Lemma 1.1.4 ([Lemma 8.1.1, Str24]).label Let $(\Omega, \cf, \bp)$ be a probability space and $(B_{t}, \bracs{\cf_t: t \ge 0})$ be a standard Brownian motion, then
- (1)
Almost every sample path of $B$ is in $\sps$.
- (2)
$\ev[\norm{B}_{\sps}^{2}] \le 32d$.
Proof. $(1)$: By the Brownian Strong Law of Large Numbers, $B(\omega) \in \sps$ for almost every $\omega$.

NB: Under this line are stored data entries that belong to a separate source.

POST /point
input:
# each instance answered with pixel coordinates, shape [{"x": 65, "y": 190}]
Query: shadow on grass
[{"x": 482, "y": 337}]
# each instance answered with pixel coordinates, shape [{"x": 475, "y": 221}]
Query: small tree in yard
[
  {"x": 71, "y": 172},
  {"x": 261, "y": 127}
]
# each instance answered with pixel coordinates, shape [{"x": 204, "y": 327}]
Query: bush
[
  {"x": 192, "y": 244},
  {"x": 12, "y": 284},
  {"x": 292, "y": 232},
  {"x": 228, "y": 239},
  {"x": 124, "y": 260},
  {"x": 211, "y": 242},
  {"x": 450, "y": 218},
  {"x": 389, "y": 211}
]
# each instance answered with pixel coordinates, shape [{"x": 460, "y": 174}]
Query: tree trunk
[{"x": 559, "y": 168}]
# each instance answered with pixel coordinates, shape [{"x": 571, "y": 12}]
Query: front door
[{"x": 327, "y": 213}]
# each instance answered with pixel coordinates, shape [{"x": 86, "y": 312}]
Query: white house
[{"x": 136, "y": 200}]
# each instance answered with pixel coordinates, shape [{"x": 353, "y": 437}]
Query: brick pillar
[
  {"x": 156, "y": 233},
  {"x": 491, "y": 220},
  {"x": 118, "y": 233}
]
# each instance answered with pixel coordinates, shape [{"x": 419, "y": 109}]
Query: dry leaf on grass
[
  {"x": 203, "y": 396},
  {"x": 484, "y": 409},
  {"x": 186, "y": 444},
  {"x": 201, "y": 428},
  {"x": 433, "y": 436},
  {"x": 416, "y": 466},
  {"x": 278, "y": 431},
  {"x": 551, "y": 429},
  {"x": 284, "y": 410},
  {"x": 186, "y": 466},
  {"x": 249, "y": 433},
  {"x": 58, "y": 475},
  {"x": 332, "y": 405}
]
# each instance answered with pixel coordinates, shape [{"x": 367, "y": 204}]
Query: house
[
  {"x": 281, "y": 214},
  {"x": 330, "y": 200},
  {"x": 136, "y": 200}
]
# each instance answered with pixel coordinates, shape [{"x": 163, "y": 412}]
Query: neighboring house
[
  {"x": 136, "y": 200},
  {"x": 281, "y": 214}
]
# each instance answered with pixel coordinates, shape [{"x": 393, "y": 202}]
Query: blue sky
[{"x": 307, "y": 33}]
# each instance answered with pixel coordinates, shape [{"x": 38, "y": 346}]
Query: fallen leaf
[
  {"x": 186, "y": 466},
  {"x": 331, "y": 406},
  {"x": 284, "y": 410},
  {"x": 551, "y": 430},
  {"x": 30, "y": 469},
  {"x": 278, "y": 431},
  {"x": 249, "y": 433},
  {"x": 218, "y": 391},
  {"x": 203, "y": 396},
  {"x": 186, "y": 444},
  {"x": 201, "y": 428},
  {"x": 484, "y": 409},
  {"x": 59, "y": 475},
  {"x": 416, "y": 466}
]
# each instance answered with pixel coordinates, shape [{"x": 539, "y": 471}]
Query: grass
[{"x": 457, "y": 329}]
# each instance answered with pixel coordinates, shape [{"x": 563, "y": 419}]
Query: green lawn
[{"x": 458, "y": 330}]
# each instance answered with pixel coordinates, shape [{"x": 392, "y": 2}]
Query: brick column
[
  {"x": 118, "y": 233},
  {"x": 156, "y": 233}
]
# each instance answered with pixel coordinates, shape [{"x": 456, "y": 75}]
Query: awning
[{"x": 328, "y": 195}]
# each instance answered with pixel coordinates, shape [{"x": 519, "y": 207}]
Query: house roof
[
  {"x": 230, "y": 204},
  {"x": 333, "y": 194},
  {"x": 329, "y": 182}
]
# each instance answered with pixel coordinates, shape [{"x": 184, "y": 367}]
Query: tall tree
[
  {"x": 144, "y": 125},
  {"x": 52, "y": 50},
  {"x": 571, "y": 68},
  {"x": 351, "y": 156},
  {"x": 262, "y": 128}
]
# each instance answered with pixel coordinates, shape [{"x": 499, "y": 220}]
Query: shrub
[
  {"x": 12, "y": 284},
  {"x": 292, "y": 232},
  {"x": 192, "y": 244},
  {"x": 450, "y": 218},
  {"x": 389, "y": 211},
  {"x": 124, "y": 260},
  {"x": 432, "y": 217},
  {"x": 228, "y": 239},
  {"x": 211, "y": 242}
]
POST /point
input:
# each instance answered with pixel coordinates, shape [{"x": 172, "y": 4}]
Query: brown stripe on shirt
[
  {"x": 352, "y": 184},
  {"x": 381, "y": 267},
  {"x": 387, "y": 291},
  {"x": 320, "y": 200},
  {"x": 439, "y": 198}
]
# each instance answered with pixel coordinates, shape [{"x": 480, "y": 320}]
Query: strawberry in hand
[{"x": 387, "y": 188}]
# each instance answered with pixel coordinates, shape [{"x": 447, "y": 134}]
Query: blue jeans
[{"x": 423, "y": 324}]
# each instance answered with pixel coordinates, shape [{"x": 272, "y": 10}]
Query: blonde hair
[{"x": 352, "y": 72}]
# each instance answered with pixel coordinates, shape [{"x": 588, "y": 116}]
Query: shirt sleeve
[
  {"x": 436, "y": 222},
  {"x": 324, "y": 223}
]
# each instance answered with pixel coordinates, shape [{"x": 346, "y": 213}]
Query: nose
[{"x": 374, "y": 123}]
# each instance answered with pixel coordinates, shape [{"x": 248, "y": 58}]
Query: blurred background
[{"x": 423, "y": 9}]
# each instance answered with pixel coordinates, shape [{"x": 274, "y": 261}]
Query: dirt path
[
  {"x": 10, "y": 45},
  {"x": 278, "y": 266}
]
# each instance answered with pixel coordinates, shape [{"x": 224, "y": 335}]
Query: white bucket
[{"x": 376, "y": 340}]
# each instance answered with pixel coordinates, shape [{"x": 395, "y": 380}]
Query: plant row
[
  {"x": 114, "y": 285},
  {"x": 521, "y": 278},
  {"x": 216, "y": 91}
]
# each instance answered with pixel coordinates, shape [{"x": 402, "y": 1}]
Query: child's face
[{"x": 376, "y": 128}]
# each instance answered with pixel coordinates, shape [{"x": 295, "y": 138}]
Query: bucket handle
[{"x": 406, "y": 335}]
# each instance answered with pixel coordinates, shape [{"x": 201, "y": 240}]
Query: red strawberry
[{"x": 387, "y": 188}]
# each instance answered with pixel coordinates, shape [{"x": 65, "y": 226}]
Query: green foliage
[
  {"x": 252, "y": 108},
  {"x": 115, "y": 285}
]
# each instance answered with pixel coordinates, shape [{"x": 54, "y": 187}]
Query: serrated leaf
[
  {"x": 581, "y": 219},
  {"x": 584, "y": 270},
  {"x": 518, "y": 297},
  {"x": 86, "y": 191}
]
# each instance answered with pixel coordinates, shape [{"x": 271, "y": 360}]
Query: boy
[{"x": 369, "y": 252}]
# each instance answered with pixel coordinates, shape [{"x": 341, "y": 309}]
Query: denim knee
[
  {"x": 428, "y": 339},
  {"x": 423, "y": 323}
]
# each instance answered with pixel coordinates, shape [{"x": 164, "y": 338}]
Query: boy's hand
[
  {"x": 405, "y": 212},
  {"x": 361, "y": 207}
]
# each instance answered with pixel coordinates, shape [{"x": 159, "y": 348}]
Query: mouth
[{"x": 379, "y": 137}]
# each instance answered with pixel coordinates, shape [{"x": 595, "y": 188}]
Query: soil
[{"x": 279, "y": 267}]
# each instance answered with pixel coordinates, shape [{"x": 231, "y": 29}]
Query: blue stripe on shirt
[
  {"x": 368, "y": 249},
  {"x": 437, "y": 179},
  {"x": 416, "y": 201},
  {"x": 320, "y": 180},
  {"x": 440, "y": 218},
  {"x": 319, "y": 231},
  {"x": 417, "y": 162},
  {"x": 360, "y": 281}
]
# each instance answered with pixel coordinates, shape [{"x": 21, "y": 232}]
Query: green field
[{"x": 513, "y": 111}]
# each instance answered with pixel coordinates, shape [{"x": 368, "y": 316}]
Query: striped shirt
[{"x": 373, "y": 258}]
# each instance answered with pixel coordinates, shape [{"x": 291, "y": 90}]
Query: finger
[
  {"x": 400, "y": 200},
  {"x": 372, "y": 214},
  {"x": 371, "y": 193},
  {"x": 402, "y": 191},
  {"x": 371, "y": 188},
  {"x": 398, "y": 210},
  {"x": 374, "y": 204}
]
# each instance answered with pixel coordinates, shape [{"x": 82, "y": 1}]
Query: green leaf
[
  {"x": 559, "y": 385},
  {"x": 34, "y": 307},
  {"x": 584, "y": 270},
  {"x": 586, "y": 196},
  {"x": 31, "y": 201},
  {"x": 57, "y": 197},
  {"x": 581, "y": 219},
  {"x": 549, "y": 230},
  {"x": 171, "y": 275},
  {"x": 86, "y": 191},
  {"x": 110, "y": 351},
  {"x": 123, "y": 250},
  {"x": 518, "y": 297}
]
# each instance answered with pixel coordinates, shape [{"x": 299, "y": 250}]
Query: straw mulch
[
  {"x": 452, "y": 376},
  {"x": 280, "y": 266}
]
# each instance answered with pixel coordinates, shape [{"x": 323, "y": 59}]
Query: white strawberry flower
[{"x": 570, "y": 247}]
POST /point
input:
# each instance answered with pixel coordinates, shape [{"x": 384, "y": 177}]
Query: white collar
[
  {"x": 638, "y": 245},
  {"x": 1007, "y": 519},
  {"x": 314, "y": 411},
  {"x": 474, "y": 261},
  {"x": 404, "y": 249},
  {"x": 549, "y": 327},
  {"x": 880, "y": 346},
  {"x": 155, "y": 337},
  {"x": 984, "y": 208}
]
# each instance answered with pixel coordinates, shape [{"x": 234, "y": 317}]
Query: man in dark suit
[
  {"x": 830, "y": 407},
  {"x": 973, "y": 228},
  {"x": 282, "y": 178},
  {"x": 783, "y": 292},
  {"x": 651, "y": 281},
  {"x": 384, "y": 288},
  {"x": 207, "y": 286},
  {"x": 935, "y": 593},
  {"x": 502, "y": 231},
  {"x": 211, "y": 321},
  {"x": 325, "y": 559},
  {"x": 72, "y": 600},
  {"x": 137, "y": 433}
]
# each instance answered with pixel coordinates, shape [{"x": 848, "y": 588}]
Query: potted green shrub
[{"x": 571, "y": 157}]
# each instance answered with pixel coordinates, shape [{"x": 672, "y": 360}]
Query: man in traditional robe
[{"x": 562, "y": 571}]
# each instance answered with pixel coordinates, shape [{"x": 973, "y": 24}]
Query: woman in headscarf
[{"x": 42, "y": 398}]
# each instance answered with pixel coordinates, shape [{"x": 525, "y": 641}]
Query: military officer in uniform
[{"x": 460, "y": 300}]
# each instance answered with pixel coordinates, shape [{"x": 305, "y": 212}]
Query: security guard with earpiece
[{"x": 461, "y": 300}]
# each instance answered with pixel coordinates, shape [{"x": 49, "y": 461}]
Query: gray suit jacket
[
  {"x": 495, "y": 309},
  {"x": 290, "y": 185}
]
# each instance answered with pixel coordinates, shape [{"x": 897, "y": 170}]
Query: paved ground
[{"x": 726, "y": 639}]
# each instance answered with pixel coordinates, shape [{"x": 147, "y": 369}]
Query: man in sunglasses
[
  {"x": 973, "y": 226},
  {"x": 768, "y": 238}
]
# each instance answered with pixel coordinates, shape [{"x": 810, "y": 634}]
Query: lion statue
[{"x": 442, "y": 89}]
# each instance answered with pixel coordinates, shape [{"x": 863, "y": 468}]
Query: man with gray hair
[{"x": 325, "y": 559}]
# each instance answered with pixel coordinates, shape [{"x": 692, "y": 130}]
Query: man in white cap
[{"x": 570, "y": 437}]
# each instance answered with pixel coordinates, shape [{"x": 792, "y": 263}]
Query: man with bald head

$(2)$: By Doob’s maximal inequality, for any $r \ge 0$,
\begin{align*}\ev\braks{\norm{B}_{u, [0, 2]}^2}^{1/2}&\le 2\ev\braks{\norm{B_r}_{\real^d}^2}^{1/2}\\ \ev\braks{\norm{B}_{u, [0, 2]}^2}&\le 4\ev\braks{\norm{B_r}_{\real^d}^2}\end{align*}
and for any $\theta \in \sps$,
\begin{align*}\norm{\theta}_{\sps}^{2}&\le \sum_{n = 0}^{\infty} \sup_{t \in [0, 2^n]}\frac{\abs{\theta(t)}^{2}}{(1 + t)^{2}}\le \sum_{n = 0}^{\infty} \frac{1}{2^{2(n-1)}}\norm{\theta}_{u, [0, 2^n]}^{2}\\&\le \sum_{n = 0}^{\infty} 4^{1 - n}\norm{\theta}_{u, [0, 2^n]}^{2}\end{align*}
Thus
\begin{align*}\ev[\norm{B}_{\sps}^{2}]&\le \sum_{n = 0}^{\infty} 4^{1 - n}\ev\braks{\norm{\theta}_{u, [0, 2^n]}^2}\le \sum_{n = 0}^{\infty} 4^{1 - n}\ev\braks{\norm{B_{2^n}}_{\real^d}^2}\le 32d\end{align*}
$\square$